Our HR & Talent team spends a lot of time, money, and energy finding great talent for our portfolio companies, and a great onboarding experience is key to retaining them and making sure they truly feel like an important member of the team.

Not sure where to start? Below are the four key pieces of advice that I share with all our portfolio companies to create a successful onboarding experience that scales with your early-stage startup. 

1. Start early (Yes, even as a new startup).

Startups are inherently stressful. Even the most capable employees will find themselves in positions of great uncertainty, and for startups, retaining your initial core team while building your product is essential. 

Not having an onboarding process in place is destructive for both the company and the new employees. Low morale, poor employee engagement, a lack of trust with leadership, and missed revenue targets are among the negative consequences of failing to create a thorough onboarding experience that successfully ramps the employee. 

Consider onboarding as your chance to see what works with hire number three, four, and five, so that by the time you begin scaling at breakneck speed, you don’t fall behind and have to drop everything to fix your onboarding plan.

Early engagement and alignment are critical to your employees sticking around. Don’t wait to think about onboarding.

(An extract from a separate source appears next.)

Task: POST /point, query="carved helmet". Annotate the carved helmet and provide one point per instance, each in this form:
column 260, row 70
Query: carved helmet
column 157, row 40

2. Bad onboarding is costly.

When your perfect-one-in-a-million-unicorn candidate signs, it’s no time to rest. Your new hire could easily accept another offer somewhere else– but they chose you. Onboarding is the time to deliver on your promise to your new hire.  

According to Sapling, employees who had a negative onboarding experience are twice as likely to look for new positions in the near future. Replacing your unicorn candidate can cost you and your company an average of 24 days and $4,000. Throw in any signing bonus, shares, and other bells and whistles, and this adds up tremendously.

 For any company, turnover like this is costly. For startups, it can be deadly. 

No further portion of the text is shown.